Use of any and all examples, or exemplary language (e.g., “such as”) provided herein, is intended merely to better illuminate embodiments of disclosure and does not pose a limitation on scope of disclosure unless otherwise claimed. No language in specification should be construed as indicating any non-claimed element as essential to practice of disclosure.

All references, including publications, patent applications, and patents, cited herein are hereby incorporated by reference to same extent as if each reference were individually and specifically indicated to be incorporated by reference and were set forth in its entirety herein.

In description and claims, terms “coupled” and “connected,” along with their derivatives, may be used. It should be understood that these terms may be not intended as synonyms for each other. Rather, in particular examples, “connected” or “coupled” may be used to indicate that two or more elements are in direct or indirect physical or electrical contact with each other. “Coupled” may also mean that two or more elements are not in direct contact with each other, but yet still co-operate or interact with each other.

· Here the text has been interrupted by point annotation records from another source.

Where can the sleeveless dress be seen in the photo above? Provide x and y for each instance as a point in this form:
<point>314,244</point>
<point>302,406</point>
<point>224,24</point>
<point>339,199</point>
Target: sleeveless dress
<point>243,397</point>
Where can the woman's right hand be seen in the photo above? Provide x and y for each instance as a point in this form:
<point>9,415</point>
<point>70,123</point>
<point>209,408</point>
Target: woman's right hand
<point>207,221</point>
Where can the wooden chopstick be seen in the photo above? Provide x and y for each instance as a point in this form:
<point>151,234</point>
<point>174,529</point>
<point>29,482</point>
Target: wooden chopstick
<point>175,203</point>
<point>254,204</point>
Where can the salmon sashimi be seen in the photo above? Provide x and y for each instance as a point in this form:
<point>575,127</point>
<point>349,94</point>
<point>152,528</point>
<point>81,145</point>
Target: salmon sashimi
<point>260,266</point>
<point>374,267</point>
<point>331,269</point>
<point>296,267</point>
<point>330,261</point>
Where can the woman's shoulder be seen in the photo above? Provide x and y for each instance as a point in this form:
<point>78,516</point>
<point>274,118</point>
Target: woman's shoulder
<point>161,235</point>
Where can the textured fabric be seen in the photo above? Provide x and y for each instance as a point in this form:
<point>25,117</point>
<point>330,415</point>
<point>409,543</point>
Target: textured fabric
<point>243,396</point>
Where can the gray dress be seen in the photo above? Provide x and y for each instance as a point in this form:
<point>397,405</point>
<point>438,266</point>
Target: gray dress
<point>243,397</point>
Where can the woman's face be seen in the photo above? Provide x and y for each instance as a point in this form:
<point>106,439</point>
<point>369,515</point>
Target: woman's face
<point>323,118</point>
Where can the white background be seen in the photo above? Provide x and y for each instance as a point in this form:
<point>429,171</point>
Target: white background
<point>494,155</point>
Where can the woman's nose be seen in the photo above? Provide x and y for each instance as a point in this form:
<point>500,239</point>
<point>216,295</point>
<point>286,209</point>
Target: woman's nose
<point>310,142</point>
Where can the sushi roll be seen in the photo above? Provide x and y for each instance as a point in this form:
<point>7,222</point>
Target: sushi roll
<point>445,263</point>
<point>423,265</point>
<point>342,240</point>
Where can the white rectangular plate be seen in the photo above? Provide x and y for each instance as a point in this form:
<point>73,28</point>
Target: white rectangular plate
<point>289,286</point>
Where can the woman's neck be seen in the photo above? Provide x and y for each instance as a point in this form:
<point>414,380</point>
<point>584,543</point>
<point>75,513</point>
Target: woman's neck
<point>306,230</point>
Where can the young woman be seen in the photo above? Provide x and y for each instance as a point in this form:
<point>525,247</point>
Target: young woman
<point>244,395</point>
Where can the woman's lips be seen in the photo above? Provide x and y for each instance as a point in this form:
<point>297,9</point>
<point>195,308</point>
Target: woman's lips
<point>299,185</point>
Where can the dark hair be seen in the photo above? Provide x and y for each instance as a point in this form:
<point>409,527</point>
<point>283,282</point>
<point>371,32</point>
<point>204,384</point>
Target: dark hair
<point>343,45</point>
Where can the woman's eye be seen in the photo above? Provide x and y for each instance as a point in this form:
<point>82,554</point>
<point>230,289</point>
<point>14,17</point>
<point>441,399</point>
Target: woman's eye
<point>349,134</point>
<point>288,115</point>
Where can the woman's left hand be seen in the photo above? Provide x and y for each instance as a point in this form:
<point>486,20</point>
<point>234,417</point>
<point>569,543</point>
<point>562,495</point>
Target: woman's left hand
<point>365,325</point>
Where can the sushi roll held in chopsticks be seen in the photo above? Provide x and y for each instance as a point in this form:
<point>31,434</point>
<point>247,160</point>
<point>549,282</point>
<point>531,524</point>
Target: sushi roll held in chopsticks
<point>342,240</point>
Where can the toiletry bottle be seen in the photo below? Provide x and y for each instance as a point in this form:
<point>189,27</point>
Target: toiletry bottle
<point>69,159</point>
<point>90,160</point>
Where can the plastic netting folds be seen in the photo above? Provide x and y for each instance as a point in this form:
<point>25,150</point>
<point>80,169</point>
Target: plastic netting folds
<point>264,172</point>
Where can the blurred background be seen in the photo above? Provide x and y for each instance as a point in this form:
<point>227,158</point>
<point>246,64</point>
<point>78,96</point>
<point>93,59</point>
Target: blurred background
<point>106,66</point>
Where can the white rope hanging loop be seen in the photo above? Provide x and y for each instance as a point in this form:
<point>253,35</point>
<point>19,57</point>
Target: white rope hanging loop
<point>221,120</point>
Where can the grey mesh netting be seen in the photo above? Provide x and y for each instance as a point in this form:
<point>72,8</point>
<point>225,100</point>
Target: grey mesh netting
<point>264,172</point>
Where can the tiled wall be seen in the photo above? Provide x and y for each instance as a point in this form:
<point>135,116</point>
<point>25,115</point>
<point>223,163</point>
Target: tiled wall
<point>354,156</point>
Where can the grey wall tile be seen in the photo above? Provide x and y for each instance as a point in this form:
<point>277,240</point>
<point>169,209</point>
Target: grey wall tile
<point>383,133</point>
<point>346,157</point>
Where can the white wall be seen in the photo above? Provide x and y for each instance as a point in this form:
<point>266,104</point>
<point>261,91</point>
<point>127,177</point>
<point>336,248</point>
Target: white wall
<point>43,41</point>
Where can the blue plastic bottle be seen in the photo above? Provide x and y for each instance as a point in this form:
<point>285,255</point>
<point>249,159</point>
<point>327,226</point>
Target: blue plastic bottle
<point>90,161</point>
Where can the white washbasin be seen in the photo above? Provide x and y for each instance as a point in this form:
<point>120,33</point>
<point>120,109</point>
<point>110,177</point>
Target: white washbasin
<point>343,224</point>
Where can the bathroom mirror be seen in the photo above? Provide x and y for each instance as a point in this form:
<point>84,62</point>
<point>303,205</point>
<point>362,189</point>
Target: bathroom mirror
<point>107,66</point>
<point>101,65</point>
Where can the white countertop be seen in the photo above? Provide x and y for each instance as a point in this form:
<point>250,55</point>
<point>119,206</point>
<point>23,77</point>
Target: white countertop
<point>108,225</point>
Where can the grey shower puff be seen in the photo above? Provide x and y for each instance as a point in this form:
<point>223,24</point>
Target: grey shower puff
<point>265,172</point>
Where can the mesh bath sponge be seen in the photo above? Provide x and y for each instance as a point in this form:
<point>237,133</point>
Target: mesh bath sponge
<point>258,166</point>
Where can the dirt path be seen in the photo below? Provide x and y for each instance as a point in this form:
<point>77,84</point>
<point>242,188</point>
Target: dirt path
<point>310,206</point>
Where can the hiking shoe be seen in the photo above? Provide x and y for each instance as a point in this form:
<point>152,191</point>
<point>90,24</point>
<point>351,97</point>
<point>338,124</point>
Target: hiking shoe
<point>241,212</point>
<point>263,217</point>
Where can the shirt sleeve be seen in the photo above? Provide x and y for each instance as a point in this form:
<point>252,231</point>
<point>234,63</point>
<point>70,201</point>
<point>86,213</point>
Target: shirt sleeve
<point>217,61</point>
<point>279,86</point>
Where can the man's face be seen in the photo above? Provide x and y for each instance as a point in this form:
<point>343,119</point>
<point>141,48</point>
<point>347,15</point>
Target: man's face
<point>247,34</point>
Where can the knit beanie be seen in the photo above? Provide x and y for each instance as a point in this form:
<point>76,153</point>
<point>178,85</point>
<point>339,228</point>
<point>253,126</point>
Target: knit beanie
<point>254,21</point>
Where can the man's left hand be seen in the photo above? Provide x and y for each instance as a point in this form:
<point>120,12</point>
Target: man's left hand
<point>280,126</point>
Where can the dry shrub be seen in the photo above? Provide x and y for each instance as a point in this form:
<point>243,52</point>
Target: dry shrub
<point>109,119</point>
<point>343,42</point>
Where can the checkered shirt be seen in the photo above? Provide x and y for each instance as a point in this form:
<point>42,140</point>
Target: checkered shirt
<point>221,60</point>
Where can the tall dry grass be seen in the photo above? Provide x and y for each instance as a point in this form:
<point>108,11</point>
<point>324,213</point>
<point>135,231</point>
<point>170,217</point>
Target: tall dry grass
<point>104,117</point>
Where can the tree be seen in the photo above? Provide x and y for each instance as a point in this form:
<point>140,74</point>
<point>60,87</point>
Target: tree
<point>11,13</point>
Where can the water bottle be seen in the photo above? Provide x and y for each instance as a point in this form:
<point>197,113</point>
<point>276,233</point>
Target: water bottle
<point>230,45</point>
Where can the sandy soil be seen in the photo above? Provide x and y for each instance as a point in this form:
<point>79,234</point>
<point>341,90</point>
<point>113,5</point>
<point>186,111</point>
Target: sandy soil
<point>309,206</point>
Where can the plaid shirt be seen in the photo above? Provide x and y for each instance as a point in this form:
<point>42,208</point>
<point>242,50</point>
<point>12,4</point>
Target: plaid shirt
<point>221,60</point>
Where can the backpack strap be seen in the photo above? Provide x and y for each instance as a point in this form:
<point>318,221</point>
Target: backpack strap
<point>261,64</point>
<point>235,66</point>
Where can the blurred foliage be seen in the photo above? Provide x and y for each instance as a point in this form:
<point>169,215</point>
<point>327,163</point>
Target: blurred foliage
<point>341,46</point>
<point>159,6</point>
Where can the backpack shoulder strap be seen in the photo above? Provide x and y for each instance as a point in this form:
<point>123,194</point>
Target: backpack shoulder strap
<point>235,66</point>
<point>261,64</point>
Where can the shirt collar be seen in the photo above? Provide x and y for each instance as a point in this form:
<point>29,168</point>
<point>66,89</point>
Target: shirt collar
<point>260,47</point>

Unless specifically stated otherwise, it may be appreciated that throughout specification terms such as “processing,” “computing,” “calculating,” “determining,” or like, refer to action and/or processes of a computer or computing system, or similar electronic computing device, that manipulate and/or transform data represented as physical, such as electronic, quantities within computing system's registers and/or memories into other data similarly represented as physical quantities within computing system's memories, registers or other such information storage, transmission or display devices.

In a similar manner, term “processor” may refer to any appropriate device or portion of a device that processes electronic data from registers and/or memory and transform that electronic data into other electronic data that may be stored in registers and/or memory. As non-limiting examples, “processor” may be a CPU or a GPU. A “computing platform” may comprise one or more processors. As used herein, “software” processes may include, for example, software and/or hardware entities that perform work over time, such as tasks, threads, and intelligent agents. Also, each process may refer to multiple processes, for carrying out instructions in sequence or in parallel, continuously or intermittently. In at least one embodiment, terms “system” and “method” are used herein interchangeably insofar as system may embody one or more methods and methods may be considered a system.

In present document, references may be made to obtaining, acquiring, receiving, or inputting analog or digital data into a subsystem, computer system, or computer-implemented machine. In at least one embodiment, process of obtaining, acquiring, receiving, or inputting analog and digital data can be accomplished in a variety of ways such as by receiving data as a parameter of a function call or a call to an application programming interface. In at least one embodiment, processes of obtaining, acquiring, receiving, or inputting analog or digital data can be accomplished by transferring data via a serial or parallel interface. In at least one embodiment, processes of obtaining, acquiring, receiving, or inputting analog or digital data can be accomplished by transferring data via a computer network from providing entity to acquiring entity. In at least one embodiment, references may also be made to providing, outputting, transmitting, sending, or presenting analog or digital data. In various examples, processes of providing, outputting, transmitting, sending, or presenting analog or digital data can be accomplished by transferring data as an input or output parameter of a function call, a parameter of an application programming interface or interprocess communication mechanism.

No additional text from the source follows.